Using inverse Laplace transform to solve differential equation The differential equation is as follows- 
$$\frac{d^2 x}{dt^2} + 5 \frac{dx}{dt} + 6x = e^t $$
I use laplace transform to make it to become - $$X(s) = \frac{1}{(s-1)(s+3)(s+2)}$$
where $X(s)$ is the Laplace transform of $X(t)$
So now I am trying to find $X(t)$ using inverse transform.
From partial fractions- 
$X(s) = \frac{1}{(s-1)(s+3)(s+2)} = \frac{A}{s-1} + \frac{B}{s+3} + \frac{C}{s+2} $
Numerator - $ 1 = A(s+3)(s+2) + B(s-1)(s+2) + C(s-1)(s+3) $ 
I am stuck from here on how to carry on this partial fraction 
Can I sub all s values to be 0 ? 
For example 
$1 = A(0+3)(0+2)$
$1= B(0-1)(0+2) $
$1 = C (0-1)(0+3) $ 
 A: $ s=0$ is not the best choice
There are three values to assign to $s$ which makes our life very easy.

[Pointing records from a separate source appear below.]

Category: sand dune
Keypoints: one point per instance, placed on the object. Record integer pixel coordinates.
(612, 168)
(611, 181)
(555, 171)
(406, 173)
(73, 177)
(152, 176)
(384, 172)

$$1 = A(s+3)(s+2) + B(s-1)(s+2) + C(s-1)(s+3)$$
$$ s=1 \implies 12A=1 \implies A=\frac {1}{12}$$
$$ s=-3 \implies 4B=1 \implies B=\frac {1}{4}$$ 
$$ s=-2 \implies -3C=1 \implies C=\frac {-1}{3}$$
Now you proceed with the inverse Laplace Transform.
A: So, if we have that
$$1 = A(s+3)(s+2) + B(s-1)(s+2) + C(s-1)(s+3)$$
We can expand everything to get
$$1=A(s^2+5s+6)+B(s^2+s-2)+C(s^2+2s-3)$$
$$1=s^2(A+B+C)+s(5A+B+2C)+1(6A-2B-3C)$$
So we must have that $A+B+C=0$, $5A+B+2C=0$ and $6A-2B-3C=1$.
Or alternatively:
$$1 = A(s+3)(s+2) + B(s-1)(s+2) + C(s-1)(s+3)$$
If we substitute $s=1$ we get that
$$1=A(1+3)(1+2)$$
With $s=-2$ we get that
$$1=C(-2-1)(-2+3)$$
And with $s=-3$ we get that
$$1=B(-3-1)(-3+2)$$
And here is a video about the partial fraction decomposition, you might find it helpful.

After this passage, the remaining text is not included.